In an interview with ABC, Schiff was not asked about his prior investigation into Murphy. On CNN, Wolf Blitzer elected to ask Schiff to “respond” to President Trump — who claimed the new complaint “sounds like a Schiff” — rather than pose his own question.
“He actually asked if you, if you, were the whistleblower,” an incredulous Blitzer stated, apparently forgetting that his own network found Schiff had misled the public last year when he claimed on live television that his office had “not spoken directly with” the impeachment whistleblower.
“The whistleblower complaint that we just got is a very serious one,” Rep. Adam Schiff says on the complaint, which accuses Trump appointees of downplaying Russian interference. Schiff says the allegations are “dangerous” and “inexcusable.” https://t.co/OeqowWZFZy pic.twitter.com/3VjNjEThB2
— CNN (@CNN) September 11, 2020
“It’s one absurdity heaped upon another absurdity,” Schiff replied. “The whistleblower complaint that we just got is a very serious one.”

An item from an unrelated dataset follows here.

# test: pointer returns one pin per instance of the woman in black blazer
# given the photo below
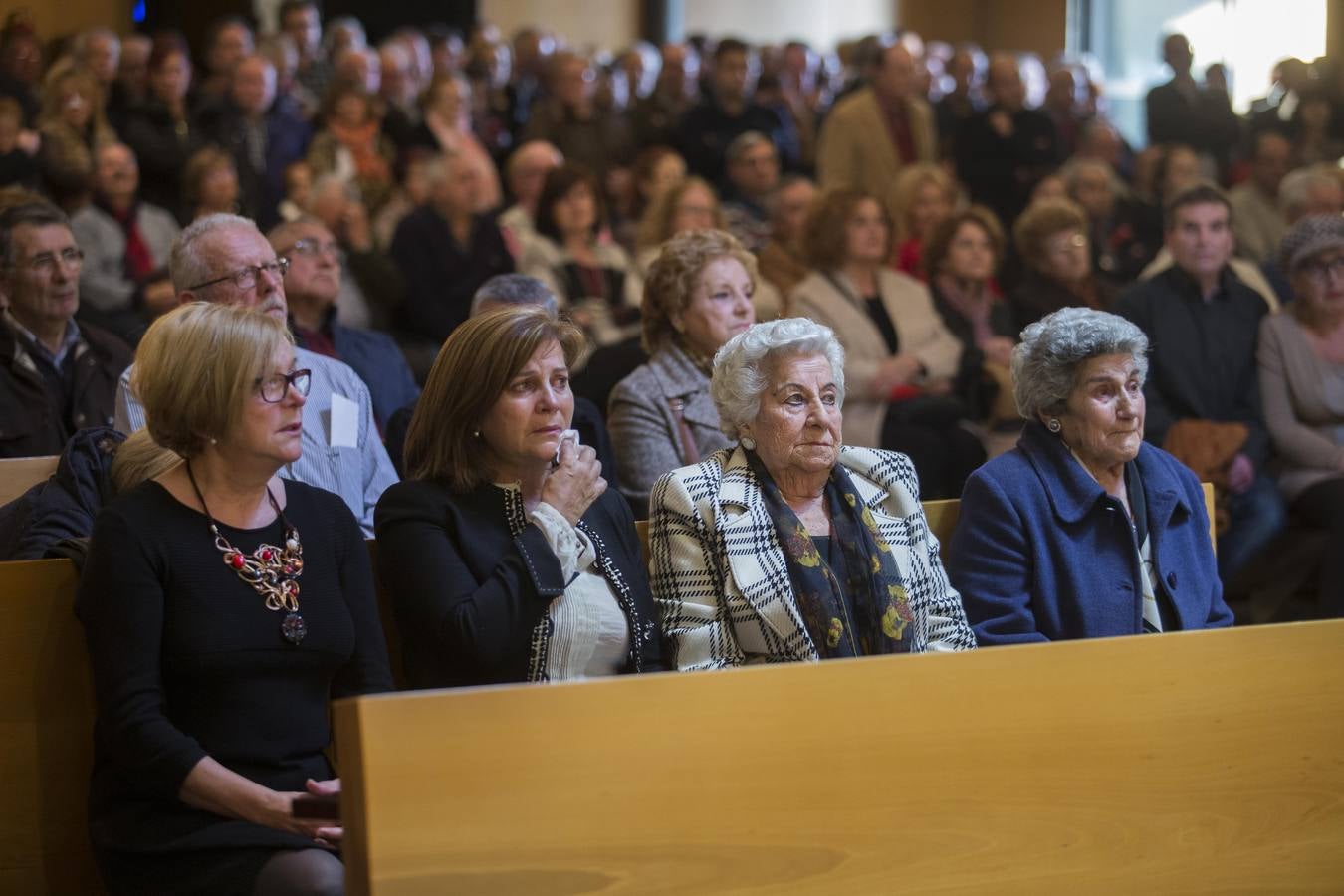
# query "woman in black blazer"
(506, 555)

While the veracity of the underlying allegations remains unclear — DHS has denied them and Murphy’s lawyers have already had to issue a factual correction to the complaint — Murphy’s complaint does attempt to address the concerns about his record. When reportedly asked by Wolfe and/or Cuccinelli to mirror the president’s rhetoric and say that Antifa and anarchists were instigating unrest, Murphy says he “declined to modify any of the intelligence assessments based upon political rhetoric.” But a July email published by Lawfare’s Ben Wittes — one of the journalists reportedly targeted by DHS — shows Murphy telling his staff that they were to start defining those causing violence in Portland as Antifa, based on “overwhelmingly [sic.] intelligence.”
As to the Post’s reporting on his office’s activities, Murphy says it is “significantly flawed and, in many instances, contained completely erroneous assertions,” stating that his team “never knowingly or deliberately collected information on journalists, at least as far as [he] is aware or ever authorized.” That Schiff cited said reporting to open his original investigation into the matter — and used it to substantiate his claim that Murphy lied to Congress — is apparently immaterial.
Editor’s Note: This article has been updated after it incorrectly stated that Politico did not mention the DHS dossiers in its reporting on Murphy.